Project 2025, Trump başkanlık yarışına resmen başlamadan önce Heritage Vakfı ve bazı muhafazakar gruplar tarafından yürütülüyordu. Heritage Vakfı, Reagan’ın başkanlığı döneminden bu yana Cumhuriyetçi liderlerin politikalarını şekillendirmede önemli etkisi olan bir kurum olarak ön plana çıkıyor. Daha önce de benzer çalışmalar ortaya koyan Heritage Vakfı’nın 992 sayfalık son çalışması, şu ana kadar yapılan en kapsamlı politika öneri raporu olarak değerlendiriliyor. Heritage Vakfı’nın başkanı Kevin Roberts, 2024 başkanlık seçimlerinin çok kritik bir viraj olduğunu vurgulayarak “İkinci Amerikan Devrimi sürecindeyiz” ifadelerini kullanmıştı.

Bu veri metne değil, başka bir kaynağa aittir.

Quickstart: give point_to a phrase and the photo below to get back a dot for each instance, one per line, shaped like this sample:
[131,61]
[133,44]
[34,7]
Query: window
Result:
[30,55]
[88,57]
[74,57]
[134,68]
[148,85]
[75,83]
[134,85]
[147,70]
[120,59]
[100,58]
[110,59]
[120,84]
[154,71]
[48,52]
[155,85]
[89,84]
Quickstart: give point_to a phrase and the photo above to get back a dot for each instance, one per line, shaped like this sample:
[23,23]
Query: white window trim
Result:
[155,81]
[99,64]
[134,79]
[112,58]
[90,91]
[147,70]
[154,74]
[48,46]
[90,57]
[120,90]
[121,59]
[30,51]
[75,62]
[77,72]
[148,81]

Proje raporunda Amerikan kamuoyunu ilgilendiren birçok konuda kritik politika önerileri yer alıyor. Hükümet kademeleriyle ilgili olarak yapılan politika önerilerinde tam merkezileştirilmiş ve gücü sağlamlaştırılmış bir başkanlık makamı ön plana çıkıyor. Projeye göre Adalet Bakanlığı gibi kurumlar da dahil olmak üzere federal bürokrasinin doğrudan başkanlık makamının kontrolü altında olması öneriliyor. Projede bürokrasiyi ilgilendiren bir diğer husus ise kamu personeli yerine siyasi atamaların ön plana çıkarılması bekleniyor. Bu sayede, bürokrasinin engeline takılan ve yavaşlayan revizyonların önü açılmış olacak.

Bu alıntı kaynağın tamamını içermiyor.